Pertanyaan yang paling sering muncul adalah: seberapa sering scaling gigi harus dilakukan? Jawaban umumnya adalah setiap enam bulan sekali, bersamaan dengan pemeriksaan gigi rutin. Namun, frekuensi ini bisa berubah sesuai kondisi tiap individu:

  • Jika kondisi gigi dan mulut sangat baik, scaling bisa dilakukan setahun sekali
  • Jika ada gejala penyakit gusi, scaling dianjurkan lebih sering, bahkan bisa tiga bulan sekali
  • Perokok aktif dan peminum kopi/teh berat biasanya membutuhkan frekuensi yang lebih sering

Efek Samping Scaling Gigi yang Normal

Setelah menjalani scaling, wajar jika kamu merasakan beberapa efek samping ringan. Berdasarkan panduan American Dental Association, efek samping yang umum terjadi meliputi:

  • Gusi tidak nyaman atau nyeri - Efek ini dapat berlangsung selama beberapa hari dan bisa diatasi dengan ibuprofen atau berkumur dengan air garam hangat

  • Gigi lebih sensitif - Hal ini terjadi karena lapisan dentin sempat terbuka; biasanya berlangsung selama 3–7 hari

  • Gusi berdarah ringan - Hal yang sangat umum terjadi, terutama jika gusi sudah mengalami peradangan sebelum scaling; tidak perlu dikhawatirkan selama masih dalam batas wajar

Secara umum, pemulihan setelah scaling gigi membutuhkan waktu 2–5 hari. Jika efek samping berlanjut lebih dari seminggu, segera konsultasikan kembali ke dokter gigi.

Berapa Biaya Scaling Gigi di Indonesia?

Biaya scaling gigi di Indonesia bervariasi tergantung fasilitas kesehatan yang dipilih:

Fasilitas KesehatanEstimasi Biaya
PuskesmasRp 50.000 – Rp 200.000
Klinik gigi swastaRp 150.000 – Rp 500.000
Rumah sakit swastaRp 250.000 – Rp 900.000+

 

Di kota-kota besar seperti Jakarta atau Surabaya, biaya di rumah sakit bahkan bisa mencapai lebih dari Rp 1.000.000 untuk kasus yang kompleks.
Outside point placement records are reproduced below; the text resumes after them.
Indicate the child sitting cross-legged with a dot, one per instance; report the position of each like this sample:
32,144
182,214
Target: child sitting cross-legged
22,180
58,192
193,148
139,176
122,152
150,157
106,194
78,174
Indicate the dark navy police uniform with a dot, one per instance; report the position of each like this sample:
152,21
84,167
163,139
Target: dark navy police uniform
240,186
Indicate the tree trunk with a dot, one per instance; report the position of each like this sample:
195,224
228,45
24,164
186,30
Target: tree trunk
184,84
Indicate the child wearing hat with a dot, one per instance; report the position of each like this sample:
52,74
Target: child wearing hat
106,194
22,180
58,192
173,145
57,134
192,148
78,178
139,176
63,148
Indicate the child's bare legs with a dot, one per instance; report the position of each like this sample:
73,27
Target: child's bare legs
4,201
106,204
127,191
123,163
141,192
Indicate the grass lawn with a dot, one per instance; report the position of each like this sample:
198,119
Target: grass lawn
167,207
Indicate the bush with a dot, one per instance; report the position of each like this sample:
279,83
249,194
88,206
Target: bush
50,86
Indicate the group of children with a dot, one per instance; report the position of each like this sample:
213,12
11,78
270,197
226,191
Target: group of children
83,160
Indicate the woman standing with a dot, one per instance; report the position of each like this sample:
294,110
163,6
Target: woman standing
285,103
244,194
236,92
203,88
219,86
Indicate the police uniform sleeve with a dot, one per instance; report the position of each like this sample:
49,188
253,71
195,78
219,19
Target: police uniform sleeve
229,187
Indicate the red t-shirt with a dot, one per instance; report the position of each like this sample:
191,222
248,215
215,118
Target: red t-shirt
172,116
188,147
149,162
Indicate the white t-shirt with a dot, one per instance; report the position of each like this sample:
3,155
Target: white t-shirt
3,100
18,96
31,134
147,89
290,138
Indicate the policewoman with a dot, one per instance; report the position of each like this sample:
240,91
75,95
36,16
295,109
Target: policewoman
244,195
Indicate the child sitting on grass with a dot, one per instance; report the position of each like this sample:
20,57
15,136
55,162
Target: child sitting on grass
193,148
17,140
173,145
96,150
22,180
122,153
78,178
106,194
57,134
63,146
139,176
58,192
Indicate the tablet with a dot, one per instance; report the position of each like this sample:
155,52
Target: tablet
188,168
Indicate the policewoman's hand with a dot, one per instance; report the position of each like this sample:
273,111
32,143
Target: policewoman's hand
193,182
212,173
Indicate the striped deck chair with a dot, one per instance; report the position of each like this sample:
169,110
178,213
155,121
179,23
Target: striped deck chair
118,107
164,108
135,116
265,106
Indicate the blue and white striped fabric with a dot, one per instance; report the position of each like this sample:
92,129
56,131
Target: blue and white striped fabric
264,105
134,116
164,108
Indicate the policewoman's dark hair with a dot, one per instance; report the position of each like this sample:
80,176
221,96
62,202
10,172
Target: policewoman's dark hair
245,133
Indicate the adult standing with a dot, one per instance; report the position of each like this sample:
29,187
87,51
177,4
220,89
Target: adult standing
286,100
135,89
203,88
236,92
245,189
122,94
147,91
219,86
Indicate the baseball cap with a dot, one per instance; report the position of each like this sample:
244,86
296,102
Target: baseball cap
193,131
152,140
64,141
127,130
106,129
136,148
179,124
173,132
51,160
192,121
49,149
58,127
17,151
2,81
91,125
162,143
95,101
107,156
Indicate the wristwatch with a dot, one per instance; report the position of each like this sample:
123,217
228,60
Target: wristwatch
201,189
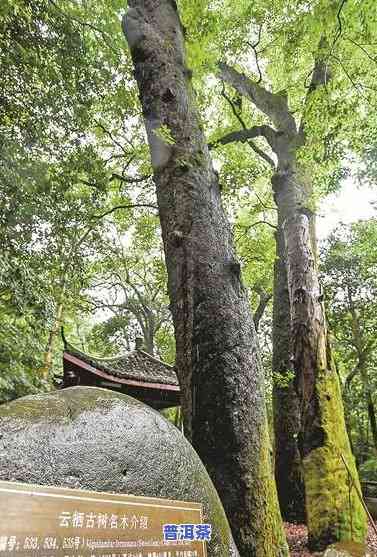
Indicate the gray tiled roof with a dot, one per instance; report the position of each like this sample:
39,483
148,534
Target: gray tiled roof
137,365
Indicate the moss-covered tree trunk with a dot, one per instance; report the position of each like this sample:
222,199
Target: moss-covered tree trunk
217,354
333,509
288,468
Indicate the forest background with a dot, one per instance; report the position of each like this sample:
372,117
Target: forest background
80,235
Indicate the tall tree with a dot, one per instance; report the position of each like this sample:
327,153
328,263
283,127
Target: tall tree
323,440
217,354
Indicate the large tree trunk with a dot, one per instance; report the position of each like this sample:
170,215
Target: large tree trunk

Kabar baiknya, jika terdaftar sebagai peserta BPJS Kesehatan, scaling gigi bisa ditanggung dengan prosedur rujukan yang berlaku.

Tips Perawatan Setelah Scaling Gigi

Agar hasil scaling bertahan lama dan gigi tetap sehat, ada beberapa hal yang wajib dilakukan setelah prosedur ini:

  • Berkumur dengan air garam hangat (½ sendok teh garam dalam segelas air) 2–3 kali sehari, terutama setelah makan
  • Gunakan sikat gigi berbulu lembut dan hindari menyikat terlalu keras dalam beberapa hari pertama
  • Pakai pasta gigi khusus gigi sensitif selama 2–3 minggu setelah scaling
  • Hindari makanan manis, asam, atau keras yang bisa memperparah sensitivitas gusi
  • Sikat gigi 2 kali sehari dengan pasta gigi yang mengandung fluoride, dan gunakan dental floss secara rutin
  • Kurangi konsumsi kopi, teh, dan rokok yang dapat mempercepat pembentukan karang gigi baru

Dengan rutin melakukan scaling gigi setiap enam bulan sekali, kamu akan terhindar dari penyakit gusi atau kerusakan gigi, bahkan komplikasi kesehatan sistemik yang jauh lebih serius.